Another research report published this year found that there are fewer types of bacteria in the intestines of hay fever patients and a large number of specific types of bacteria.Another study found that every time people eat "hairy" foods (such as sugar, saturated fat, and refined carbohydrates), the probability of developing asthma increases by 70%.
Beckett said that in order to increase the diversity of intestinal bacteria, people who are prone to allergies need to eat more fiber-rich foods, because bacteria that are beneficial to the human body depend on fiber to survive, and each beneficial bacteria has its own "like" Fiber.
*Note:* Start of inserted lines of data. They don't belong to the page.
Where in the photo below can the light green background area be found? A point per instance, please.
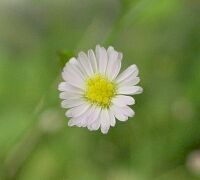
(161, 36)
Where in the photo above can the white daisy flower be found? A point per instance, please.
(94, 92)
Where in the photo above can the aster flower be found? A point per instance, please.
(94, 92)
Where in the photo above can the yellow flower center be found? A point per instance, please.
(100, 91)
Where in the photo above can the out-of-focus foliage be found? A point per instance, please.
(161, 36)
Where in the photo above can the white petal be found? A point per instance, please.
(127, 111)
(110, 50)
(112, 118)
(118, 113)
(105, 121)
(77, 111)
(83, 118)
(102, 59)
(130, 71)
(130, 90)
(93, 60)
(121, 100)
(114, 64)
(130, 81)
(94, 115)
(63, 86)
(84, 61)
(95, 125)
(66, 95)
(69, 103)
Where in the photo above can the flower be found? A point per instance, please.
(94, 92)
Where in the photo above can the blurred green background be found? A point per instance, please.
(162, 142)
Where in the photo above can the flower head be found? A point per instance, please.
(94, 92)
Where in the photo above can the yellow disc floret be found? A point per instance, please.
(100, 91)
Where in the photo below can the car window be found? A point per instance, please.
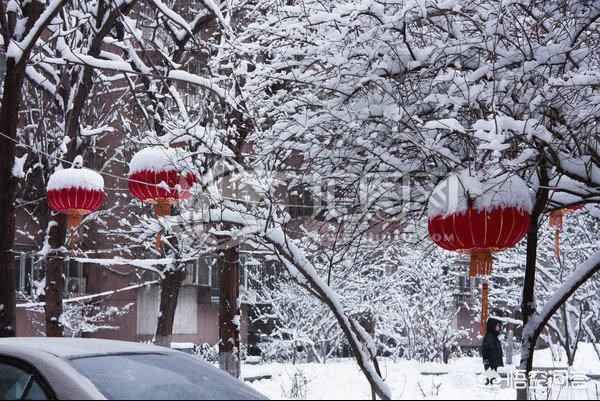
(160, 377)
(17, 382)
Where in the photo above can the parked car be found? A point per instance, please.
(88, 369)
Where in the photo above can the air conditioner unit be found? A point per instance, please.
(76, 286)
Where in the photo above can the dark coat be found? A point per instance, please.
(491, 349)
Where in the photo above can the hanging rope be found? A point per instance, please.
(485, 289)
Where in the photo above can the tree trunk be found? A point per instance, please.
(229, 312)
(528, 306)
(169, 296)
(9, 113)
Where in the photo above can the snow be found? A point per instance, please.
(407, 379)
(17, 170)
(76, 178)
(158, 159)
(452, 195)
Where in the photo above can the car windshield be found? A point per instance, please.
(160, 377)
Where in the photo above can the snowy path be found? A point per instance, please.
(343, 380)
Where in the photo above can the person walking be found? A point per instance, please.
(491, 348)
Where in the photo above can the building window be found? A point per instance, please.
(29, 273)
(214, 275)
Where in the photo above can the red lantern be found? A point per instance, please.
(480, 233)
(75, 192)
(495, 219)
(160, 176)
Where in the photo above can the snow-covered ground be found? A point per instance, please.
(409, 379)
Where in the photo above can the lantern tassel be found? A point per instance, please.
(481, 263)
(557, 244)
(485, 289)
(74, 222)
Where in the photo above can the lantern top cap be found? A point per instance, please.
(159, 159)
(79, 177)
(78, 162)
(461, 191)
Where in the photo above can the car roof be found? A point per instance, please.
(79, 347)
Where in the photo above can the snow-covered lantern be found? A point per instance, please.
(76, 192)
(159, 176)
(479, 218)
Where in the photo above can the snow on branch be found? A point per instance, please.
(536, 324)
(299, 267)
(92, 296)
(16, 49)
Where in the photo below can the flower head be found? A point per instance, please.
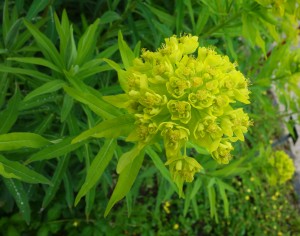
(183, 92)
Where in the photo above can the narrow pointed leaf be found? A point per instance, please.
(36, 61)
(56, 181)
(17, 190)
(161, 167)
(9, 116)
(125, 182)
(97, 168)
(128, 157)
(113, 128)
(35, 7)
(126, 53)
(47, 47)
(35, 74)
(97, 105)
(56, 150)
(86, 43)
(12, 141)
(49, 87)
(14, 169)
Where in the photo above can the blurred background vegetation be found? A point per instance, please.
(46, 44)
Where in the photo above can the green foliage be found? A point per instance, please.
(65, 134)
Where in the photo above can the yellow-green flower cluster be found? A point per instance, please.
(183, 92)
(283, 168)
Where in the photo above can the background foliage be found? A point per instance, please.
(53, 77)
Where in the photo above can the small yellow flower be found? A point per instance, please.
(166, 207)
(185, 93)
(75, 223)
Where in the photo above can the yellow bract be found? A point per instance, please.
(183, 92)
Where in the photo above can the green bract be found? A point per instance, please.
(183, 92)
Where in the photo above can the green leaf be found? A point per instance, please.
(96, 104)
(121, 74)
(32, 73)
(36, 61)
(12, 141)
(11, 36)
(224, 197)
(86, 44)
(9, 116)
(212, 198)
(128, 157)
(5, 19)
(164, 17)
(68, 186)
(126, 53)
(119, 100)
(161, 167)
(112, 128)
(179, 16)
(36, 7)
(46, 46)
(49, 87)
(17, 190)
(125, 181)
(56, 150)
(14, 169)
(66, 107)
(109, 16)
(97, 168)
(249, 28)
(56, 181)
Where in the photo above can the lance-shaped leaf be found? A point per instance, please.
(36, 61)
(119, 100)
(121, 74)
(128, 157)
(32, 73)
(113, 128)
(12, 141)
(161, 167)
(18, 192)
(45, 44)
(86, 44)
(55, 150)
(56, 180)
(126, 53)
(49, 87)
(96, 104)
(125, 182)
(97, 168)
(14, 169)
(9, 116)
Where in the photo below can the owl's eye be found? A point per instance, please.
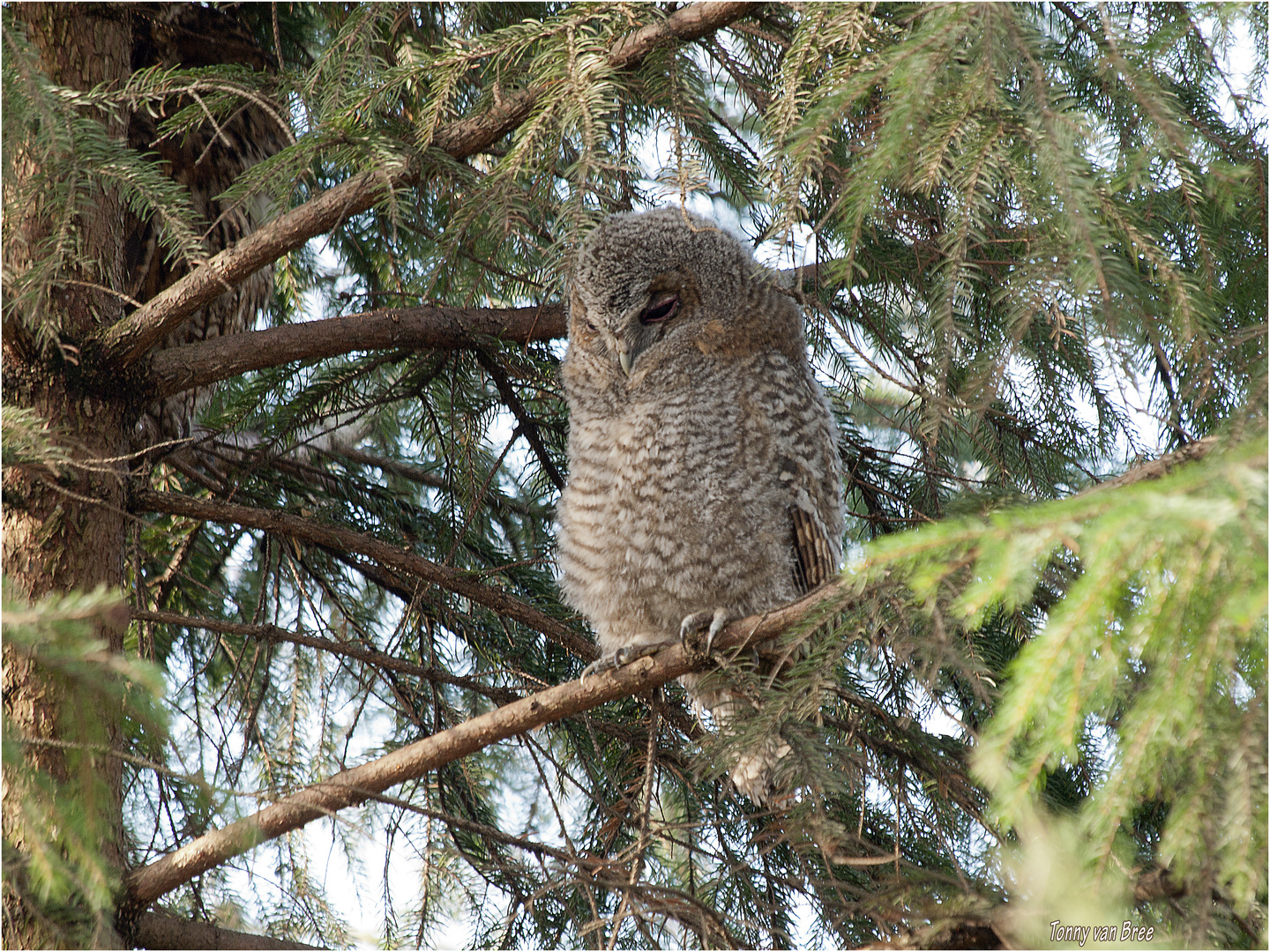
(661, 309)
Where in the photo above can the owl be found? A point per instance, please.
(704, 478)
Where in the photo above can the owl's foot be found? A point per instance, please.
(698, 631)
(620, 658)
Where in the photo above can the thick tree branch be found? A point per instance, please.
(415, 328)
(360, 784)
(392, 556)
(418, 328)
(130, 339)
(165, 931)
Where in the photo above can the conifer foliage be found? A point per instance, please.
(1030, 245)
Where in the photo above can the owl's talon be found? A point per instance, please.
(620, 658)
(703, 622)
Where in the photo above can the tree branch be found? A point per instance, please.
(433, 328)
(348, 649)
(167, 931)
(392, 556)
(415, 328)
(360, 784)
(127, 340)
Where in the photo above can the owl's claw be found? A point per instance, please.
(620, 658)
(698, 623)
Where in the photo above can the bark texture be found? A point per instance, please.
(54, 539)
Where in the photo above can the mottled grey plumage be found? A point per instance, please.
(703, 466)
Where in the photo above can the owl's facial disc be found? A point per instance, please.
(644, 326)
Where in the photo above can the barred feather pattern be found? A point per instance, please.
(706, 478)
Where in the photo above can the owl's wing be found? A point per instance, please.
(813, 555)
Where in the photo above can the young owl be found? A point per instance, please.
(704, 480)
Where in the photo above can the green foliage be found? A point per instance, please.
(58, 155)
(60, 822)
(1151, 671)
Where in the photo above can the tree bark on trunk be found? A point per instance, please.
(55, 541)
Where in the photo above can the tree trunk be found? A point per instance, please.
(54, 539)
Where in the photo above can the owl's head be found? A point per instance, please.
(653, 285)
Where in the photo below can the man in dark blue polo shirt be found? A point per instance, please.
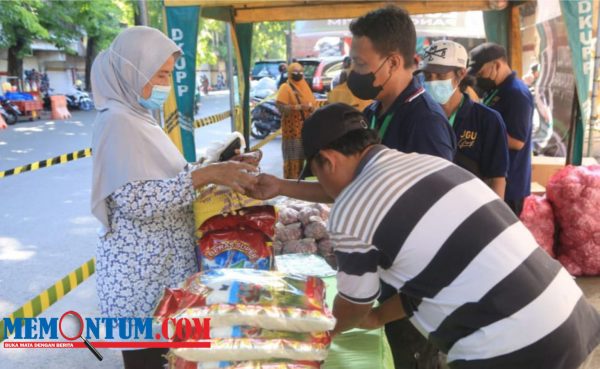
(509, 96)
(406, 117)
(480, 131)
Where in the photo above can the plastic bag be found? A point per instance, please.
(254, 287)
(303, 246)
(176, 362)
(235, 249)
(305, 214)
(288, 232)
(316, 229)
(255, 349)
(215, 200)
(575, 196)
(538, 217)
(258, 218)
(288, 215)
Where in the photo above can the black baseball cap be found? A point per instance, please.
(326, 125)
(484, 53)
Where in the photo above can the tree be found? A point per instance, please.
(100, 20)
(269, 40)
(212, 42)
(20, 25)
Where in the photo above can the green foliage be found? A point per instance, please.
(100, 19)
(269, 41)
(20, 24)
(212, 41)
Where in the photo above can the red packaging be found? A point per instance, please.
(258, 218)
(240, 248)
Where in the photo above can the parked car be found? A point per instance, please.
(266, 68)
(320, 72)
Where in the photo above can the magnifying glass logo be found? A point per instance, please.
(79, 332)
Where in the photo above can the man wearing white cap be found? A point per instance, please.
(482, 146)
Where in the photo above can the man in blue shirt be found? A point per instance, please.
(509, 96)
(383, 56)
(407, 119)
(480, 131)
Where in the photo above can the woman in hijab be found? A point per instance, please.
(296, 102)
(143, 188)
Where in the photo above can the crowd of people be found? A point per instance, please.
(427, 183)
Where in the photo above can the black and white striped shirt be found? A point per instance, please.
(471, 277)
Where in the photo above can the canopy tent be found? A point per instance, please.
(501, 20)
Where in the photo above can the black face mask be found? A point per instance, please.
(361, 85)
(485, 84)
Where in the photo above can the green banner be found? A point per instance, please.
(182, 27)
(578, 17)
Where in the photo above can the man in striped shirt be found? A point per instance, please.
(469, 275)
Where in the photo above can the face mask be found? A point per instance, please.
(441, 91)
(485, 84)
(157, 98)
(361, 85)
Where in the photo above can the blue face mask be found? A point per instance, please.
(157, 98)
(441, 91)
However, Beckett said that there is no need to eat those probiotics or supplements that are good for intestinal health, just eat more general foods such as whole wheat bread, fruits, vegetables and beans.She also warned: "Don't do things that will damage the intestinal bacteria, such as drinking too much alcohol, smoking or eating some high-fat, high-calorie foods."
Professor Mimi Tang of the Murdoch Children's Research Institute said that eating chilled rice, artichokes, onions and green bananas can help produce beneficial gut bacteria.
Melbourne mother, Yvonne Michael, has always tried to get her two daughters, 10-year-old Giselle and 7-year-old Chloe, to eat anti-inflammatory foods to control their asthma attacks.
Giselle was admitted to the hospital for asthma when he was a toddler.Michael said: "The situation at the time was really terrible, so I thought it was necessary to change this state." "I gave them a probiotic and specific foods-almond honey and cinnamon to help reduce inflammation. It's my way."
Michael said that her two daughters have to eat beans such as lentils, cucumbers and tomatoes at least once a week.She said: "Seeing that they need less and less medicine every year, I think it must have something to do with diet."